The wily politician successfully exploits the frustration and anger of a returning soldier, an Irish immigrant who can’t find work, by convincing him that free Black men have taken his job. This conflict, set against the background of citywide protests against a draft order by President Abraham Lincoln, touches off riots in Five Points.
The parallels to our own time could not be clearer, despite being clothed in colorful period costumes and scenery. The musical underscores the point that, as in mid-19th century New York, the issues of racial injustice, class conflict, the plight of immigrants, and the struggle for equality continue to roil society. Like the blockbuster “Hamilton,” it reaches back into history to illuminate key areas where America has fallen short of its promise.
The music was composed by Jason Howland, with additions to the score by Larry Kirwan, the originator of the work, which began its life as the 2012 musical “Hard Times.” Howland incorporates elements of Civil War-era tunes by Stephen Foster such as “Oh! Susanna” and “Camptown Races,” along with Irish dance music, patriotic anthems, and soaring power ballads. Foster, who lived for a time in Five Points, is also a character in the show.

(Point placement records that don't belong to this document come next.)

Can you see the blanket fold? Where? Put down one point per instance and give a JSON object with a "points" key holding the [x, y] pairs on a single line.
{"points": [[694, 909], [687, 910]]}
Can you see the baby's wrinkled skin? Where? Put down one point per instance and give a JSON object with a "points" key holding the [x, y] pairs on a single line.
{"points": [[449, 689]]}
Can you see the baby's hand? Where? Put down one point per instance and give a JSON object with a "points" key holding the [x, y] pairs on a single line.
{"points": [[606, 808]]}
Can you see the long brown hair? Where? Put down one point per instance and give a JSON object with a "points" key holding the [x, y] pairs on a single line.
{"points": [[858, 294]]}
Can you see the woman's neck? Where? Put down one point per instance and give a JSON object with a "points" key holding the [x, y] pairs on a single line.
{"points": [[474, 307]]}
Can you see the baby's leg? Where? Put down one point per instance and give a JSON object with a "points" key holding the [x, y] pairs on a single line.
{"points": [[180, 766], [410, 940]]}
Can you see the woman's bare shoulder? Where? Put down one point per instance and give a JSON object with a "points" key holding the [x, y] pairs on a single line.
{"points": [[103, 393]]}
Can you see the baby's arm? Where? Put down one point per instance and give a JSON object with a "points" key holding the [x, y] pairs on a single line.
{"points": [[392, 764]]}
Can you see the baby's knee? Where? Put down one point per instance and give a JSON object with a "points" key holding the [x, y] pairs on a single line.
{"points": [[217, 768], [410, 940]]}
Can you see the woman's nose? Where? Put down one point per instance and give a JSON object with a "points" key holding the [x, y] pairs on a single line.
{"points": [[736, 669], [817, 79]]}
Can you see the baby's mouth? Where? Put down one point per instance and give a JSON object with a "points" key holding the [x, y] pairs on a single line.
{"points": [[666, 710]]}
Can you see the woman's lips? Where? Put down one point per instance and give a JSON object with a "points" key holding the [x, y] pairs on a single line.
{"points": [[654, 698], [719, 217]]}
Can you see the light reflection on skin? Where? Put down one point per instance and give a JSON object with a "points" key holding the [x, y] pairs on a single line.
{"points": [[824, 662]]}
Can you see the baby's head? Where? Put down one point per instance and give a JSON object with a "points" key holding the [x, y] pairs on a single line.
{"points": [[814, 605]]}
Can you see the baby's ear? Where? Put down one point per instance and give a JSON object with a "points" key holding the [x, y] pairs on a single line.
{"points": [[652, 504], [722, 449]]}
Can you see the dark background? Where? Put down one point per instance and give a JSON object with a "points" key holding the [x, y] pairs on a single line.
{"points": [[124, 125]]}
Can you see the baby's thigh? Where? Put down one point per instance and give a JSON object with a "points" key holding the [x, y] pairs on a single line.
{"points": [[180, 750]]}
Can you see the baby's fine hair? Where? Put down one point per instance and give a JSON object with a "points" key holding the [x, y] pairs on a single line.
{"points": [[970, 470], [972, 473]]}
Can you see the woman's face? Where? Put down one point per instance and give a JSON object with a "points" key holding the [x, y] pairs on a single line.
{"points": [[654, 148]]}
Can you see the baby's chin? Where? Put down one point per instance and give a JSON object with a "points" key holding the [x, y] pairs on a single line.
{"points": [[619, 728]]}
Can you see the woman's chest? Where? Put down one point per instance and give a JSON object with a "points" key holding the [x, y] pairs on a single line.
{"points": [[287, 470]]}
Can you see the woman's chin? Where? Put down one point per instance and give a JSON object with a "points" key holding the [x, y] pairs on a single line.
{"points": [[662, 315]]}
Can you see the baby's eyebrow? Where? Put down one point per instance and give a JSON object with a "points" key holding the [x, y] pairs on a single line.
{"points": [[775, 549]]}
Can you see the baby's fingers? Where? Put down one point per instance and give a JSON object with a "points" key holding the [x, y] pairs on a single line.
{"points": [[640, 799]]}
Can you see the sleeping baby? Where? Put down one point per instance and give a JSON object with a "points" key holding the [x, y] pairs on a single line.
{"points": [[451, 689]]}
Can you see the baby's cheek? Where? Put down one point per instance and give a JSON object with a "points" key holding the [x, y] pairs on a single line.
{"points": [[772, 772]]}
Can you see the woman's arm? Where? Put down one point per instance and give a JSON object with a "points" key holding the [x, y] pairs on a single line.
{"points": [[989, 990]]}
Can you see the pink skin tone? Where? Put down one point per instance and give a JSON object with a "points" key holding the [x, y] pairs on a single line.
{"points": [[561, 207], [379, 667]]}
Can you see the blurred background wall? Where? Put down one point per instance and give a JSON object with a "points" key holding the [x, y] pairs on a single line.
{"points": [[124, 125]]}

The two outstanding numbers are the dance competition and Nelly’s song after the riots are over, the scorching “Let It Burn” (sung by the powerfully voiced and expressive Kalukango). I found “Paradise Square” to be an enthralling spectacle of American history even though critical reactions in Chicago were mixed. Some reviewers suggested that the musical needs more work to sort out its cat’s cradle of plotlines. I agree, but I still think the show is a winner, in the manner of “Ragtime,” another period musical that was characterized by an uprising in the face of inequality and prejudice.

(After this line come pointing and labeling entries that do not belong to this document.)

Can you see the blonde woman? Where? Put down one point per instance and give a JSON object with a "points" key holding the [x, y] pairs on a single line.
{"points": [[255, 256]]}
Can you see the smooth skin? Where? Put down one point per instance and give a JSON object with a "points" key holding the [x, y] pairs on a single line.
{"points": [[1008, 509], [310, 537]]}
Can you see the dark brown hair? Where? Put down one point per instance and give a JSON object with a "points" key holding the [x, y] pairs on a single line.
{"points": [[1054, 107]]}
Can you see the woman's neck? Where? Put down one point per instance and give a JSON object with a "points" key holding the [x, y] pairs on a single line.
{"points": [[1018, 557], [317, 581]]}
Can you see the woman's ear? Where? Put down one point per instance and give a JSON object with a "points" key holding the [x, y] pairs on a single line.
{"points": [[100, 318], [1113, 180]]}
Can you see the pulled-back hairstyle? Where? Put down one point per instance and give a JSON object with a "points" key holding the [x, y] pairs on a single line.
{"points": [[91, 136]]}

One thing that can’t be diminished is the energy and urgency of its performances, especially that of Kalukango. Her Nelly is the moral and emotional center around which “Paradise Square” revolves. I asked her via email if there’s a happy ending to her character’s story. “Happy would not be the word I would use,” she wrote in reply. “What I will say is that her future is full of possibilities. Nelly is not the type to be defeated for too long, so the end is a reset for her. To start anew with a new dream.”
Iris Fanger is an arts journalist who writes on dance and theater. “Paradise Square” is in previews at the Barrymore Theatre in New York and opens on Broadway April 3.